Арпагос начинает свою исповедь оговоркой, что она будет лишена строгого порядка и цель её - исторгнуть из себя свои грехи подобно первым христианам. Такой же неровной структурой будет отличаться и «Отчет перед Эль Греко», вобравший в себя лишь те вехи, что представляются предельно значимыми одному лишь автору, тогда как внимательному исследователю творчества Казандзакиса видно, что некоторые, не менее ключевые моменты биографии писателя им просто опущены. Для нас же основная ценность «Пира» заключается в следующем: задолго до первых своих крупных литературных успехов писатель уже жаждал исповедаться, по сути, всему миру, т.е. сырой незаконченный «Пир» вполне можно считать первым черновиком его знаменитого предсмертного «Отчета перед Эль Греко». Мы не сильно покривим против истины, если обнаружим в «Пире» не только зёрна практически всех его будущих крупных шедевров, но и отметим основное: главным сюжетом этих будущих шедевров станет не какая-то отдельная история, но тот или иной фрагмент жизни или размышлений самого Казандзакиса, всё зрелое творчество которого так или иначе представляет собой одну большую исповедь. Возможно, такой подход связан с тем, что как раз на момент написания «Пира» Казандзакис заинтересовался в Вене набирающим популярность психоанализом. Во всяком случае, читая поразительно откровенные для той ещё достаточно ханжеской и скрытной эпохи признания Арпагоса о терзающих его искушениях, невольно представляешь себе Казандзакиса, лежащего в этот момент на кушетке доктора Фрейда.
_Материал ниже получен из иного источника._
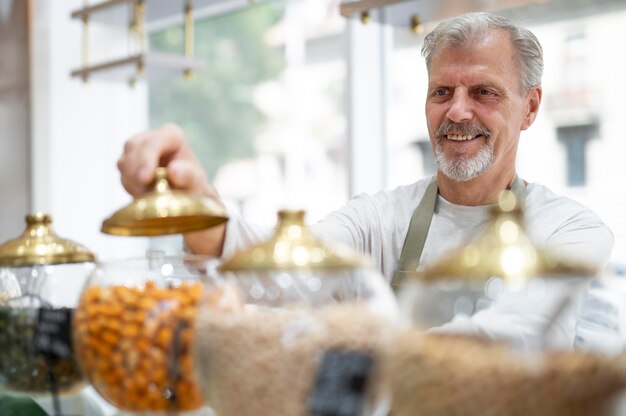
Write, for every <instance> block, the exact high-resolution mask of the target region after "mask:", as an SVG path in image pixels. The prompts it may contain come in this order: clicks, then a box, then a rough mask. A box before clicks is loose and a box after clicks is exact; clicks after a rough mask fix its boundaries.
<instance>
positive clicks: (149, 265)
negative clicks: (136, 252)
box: [74, 167, 228, 415]
mask: <svg viewBox="0 0 626 416" xmlns="http://www.w3.org/2000/svg"><path fill="white" fill-rule="evenodd" d="M227 220H228V217H227V215H226V213H225V211H224V210H223V208H221V207H220V206H218V205H217V204H216V202H215V201H213V200H210V199H207V198H203V197H199V196H197V195H193V194H188V193H186V192H184V191H181V190H177V189H172V188H171V186H170V183H169V181H168V179H167V169H166V168H164V167H159V168H157V169H156V171H155V178H154V181H153V182H152V183H151V184H150V185H149V186H148V188H147V191H146V192H145V193H144V194H143V195H141V196H139V197H137V198H135V199H134V200H133V201H131V202H130V203H129V204H128V205H126V206H125V207H122V208H121V209H119V210H118V211H116V212H114V213H113V214H112V215H111V216H110V217H109V218H107V219H106V220H105V221H104V222H103V223H102V232H104V233H106V234H112V235H117V236H129V237H130V236H137V237H154V236H162V235H170V234H182V233H187V232H192V231H200V230H204V229H207V228H210V227H213V226H217V225H220V224H222V223H224V222H226V221H227ZM213 264H214V260H213V259H212V258H210V257H206V256H195V255H177V256H166V255H165V254H164V253H163V252H158V251H152V252H149V253H148V255H147V256H146V257H143V258H134V259H121V260H111V261H107V262H102V263H101V264H99V265H98V268H97V269H96V271H95V272H94V273H93V274H92V276H91V278H90V280H89V282H88V284H87V285H86V287H85V290H84V292H83V293H82V296H81V298H80V303H79V305H78V309H77V311H76V317H75V319H74V332H75V347H76V352H77V357H78V360H79V363H80V365H81V368H82V370H83V372H84V374H85V375H86V377H87V379H88V380H89V382H90V383H91V384H92V385H93V387H94V388H95V390H96V391H97V392H98V393H99V394H100V395H101V396H102V397H104V398H105V399H106V400H107V401H109V402H110V403H111V404H113V405H114V406H115V407H117V408H119V409H121V410H123V411H125V412H132V413H139V414H142V415H144V414H154V413H156V414H168V415H169V414H181V413H184V414H207V412H208V409H206V408H205V406H204V401H203V399H202V396H201V394H200V389H199V386H198V384H197V383H196V381H195V378H194V371H193V369H194V367H195V365H194V363H193V357H192V354H191V346H192V344H193V339H194V331H193V324H194V322H195V315H196V309H197V304H198V301H199V299H200V297H201V296H202V294H203V292H204V291H207V292H208V291H210V290H212V285H210V284H208V282H205V284H201V283H200V278H201V277H202V276H206V275H207V270H208V269H209V268H211V267H214V266H213ZM213 274H214V273H213Z"/></svg>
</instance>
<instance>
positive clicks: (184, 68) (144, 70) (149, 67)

Истоки своей личности Арпагос пытается проследить чуть ли не с доисторических времён:

«Я до сих пор ощущаю внутри себя варвара, косматого, рычащего, покрытого грязью.  Странствуя по городам и глядя на дома, женщин, шелка, книги, огни, я исполняюсь беспокойством и дикостью, будто вижу их впервые. Я чувствую, как внутри подобно дикому жеребцу ржёт некий бог, древний, очень на меня похожий - косматый, рычащий, покрытый грязью. И он кричит, вспоминая свой былой голод: «Я пришел, ибо подвалы ваши полны, а мы голодаем; ибо дома ваши велики и свободны, а мне некуда положить своих детей; ибо женщины ваши носят золотые серьги, а мои завидуют и жалуются. И я пересёк реку и пришел, и я наполню их фартуки ушами и серьгами!»


(Этот разом вступительный и заключительный кадр весьма претенциозного фильма Терренса Малика «Древо жизни» видится неплохой иллюстрацией elan vital Анри Бергсона - центрального понятия в мире Казандзакиса)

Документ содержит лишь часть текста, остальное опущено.